In a recent perspective piece in published in Psychreg Journal of Psychology, Troy House from the University of Oregon has presented an intriguing perspective on how animals cope with uncertainty and the mechanisms that drive their decision-making process. House asserts that the use of heuristics is not a sign of irrationality as once presumed, but a strategic evolutionary adaptation for survival in an unpredictable environment.
Traditionally, it was believed that animal behaviour suggested irrationality due to their inability to make ‘optimal’ decisions. However, House explains that true optimality, a situation where every possible outcome is known, is unrealistic in real-world scenarios. Instead, what he refers to as “Platonically optimal” decisions are often an unachievable ideal due to the impossibility of computing all potential outcomes.
To illustrate his point, House refers to the ‘giving-up time rule’ (GUT) – a heuristic used by various species to optimise their foraging strategy. After spending a certain amount of time in an area without finding food, the animal decides to move on, approximating what’s known as a Lévy flight, an optimal random search pattern in space. This behaviour is observed in species ranging from sharks to bumblebees and even human hunter-gatherers.

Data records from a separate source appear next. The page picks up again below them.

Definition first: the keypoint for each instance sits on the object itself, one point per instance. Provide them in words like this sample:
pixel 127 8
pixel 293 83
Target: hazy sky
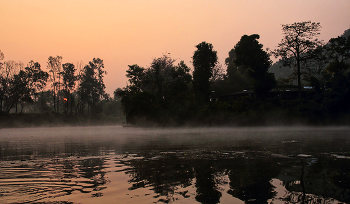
pixel 128 32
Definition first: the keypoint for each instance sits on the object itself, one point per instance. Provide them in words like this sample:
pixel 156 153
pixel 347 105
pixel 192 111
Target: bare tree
pixel 54 67
pixel 299 40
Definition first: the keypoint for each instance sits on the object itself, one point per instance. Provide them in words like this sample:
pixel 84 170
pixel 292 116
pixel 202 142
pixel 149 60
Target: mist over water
pixel 106 164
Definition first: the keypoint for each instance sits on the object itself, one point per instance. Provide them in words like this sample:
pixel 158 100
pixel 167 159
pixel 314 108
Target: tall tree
pixel 92 87
pixel 69 78
pixel 204 60
pixel 54 67
pixel 7 76
pixel 250 54
pixel 24 85
pixel 299 39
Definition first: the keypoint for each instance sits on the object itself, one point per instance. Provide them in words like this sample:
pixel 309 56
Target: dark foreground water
pixel 193 165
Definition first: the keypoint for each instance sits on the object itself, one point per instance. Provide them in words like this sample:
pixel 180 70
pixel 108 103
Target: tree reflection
pixel 207 191
pixel 250 179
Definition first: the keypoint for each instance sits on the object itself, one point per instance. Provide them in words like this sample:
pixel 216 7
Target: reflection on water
pixel 203 165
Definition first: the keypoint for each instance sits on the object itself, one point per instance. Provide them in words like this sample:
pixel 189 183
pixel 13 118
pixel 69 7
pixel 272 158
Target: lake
pixel 113 164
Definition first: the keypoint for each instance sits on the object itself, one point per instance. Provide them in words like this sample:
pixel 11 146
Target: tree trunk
pixel 298 67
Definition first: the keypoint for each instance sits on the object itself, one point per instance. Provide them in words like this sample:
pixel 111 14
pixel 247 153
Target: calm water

Additionally, House points to a sampling strategy known as the ‘distance-dependent Chinese Restaurant Process’ (ddCRP), which forms clusters based on the similarity between past and current observations, guiding exploration based on previous successful outcomes. Entrepreneurs are cited as examples of humans employing heuristics to handle uncertainty and simplify decision-making processes.
Counterintuitively, individuals exhibiting more exploitative behavior, such as drug addicts and problem gamblers, have been found to use heuristics more frequently. House argues that this does not discredit the potential of heuristics as solutions to uncertainty, as these behaviours could indicate a heightened sensitivity to uncertainty and an inability to tolerate it.
House’s perspective on decision-making under uncertainty extends beyond animal behaviour, incorporating the fields of philosophy, psychology, and neuroscience. He integrates disparate literatures to provide a comprehensive conceptual framework for decision-making in the face of uncertainty.
He also explores the concept of similarity-based generalisation – the idea of transferring information from one experience to another based on overlapping features. Generalisation allows us to apply learned rules across different situations, optimising decision-making. Heuristic decision-making, according to House, can be viewed as a form of rule-based generalisation in a similarity-defined space.
House introduces a computational model that combines reinforcement learning and Gaussian Processes to integrate reward, rule- and similarity-based generalisation for decision-making in unpredictable environments. This model, he suggests, can offer a more ecologically valid framework for understanding decision-making processes.
House’s perspective piece argues that deviations from the Platonic ideal of optimality are not irrational, but are a rational response to the constraints imposed by an unpredictable environment. It underscores the concept that heuristics and generalisation are evolutionary adaptations, effectively enabling animals, including humans, to navigate uncertainty. This innovative take on the subject paves the way for further explorations into the role of heuristics in decision-making.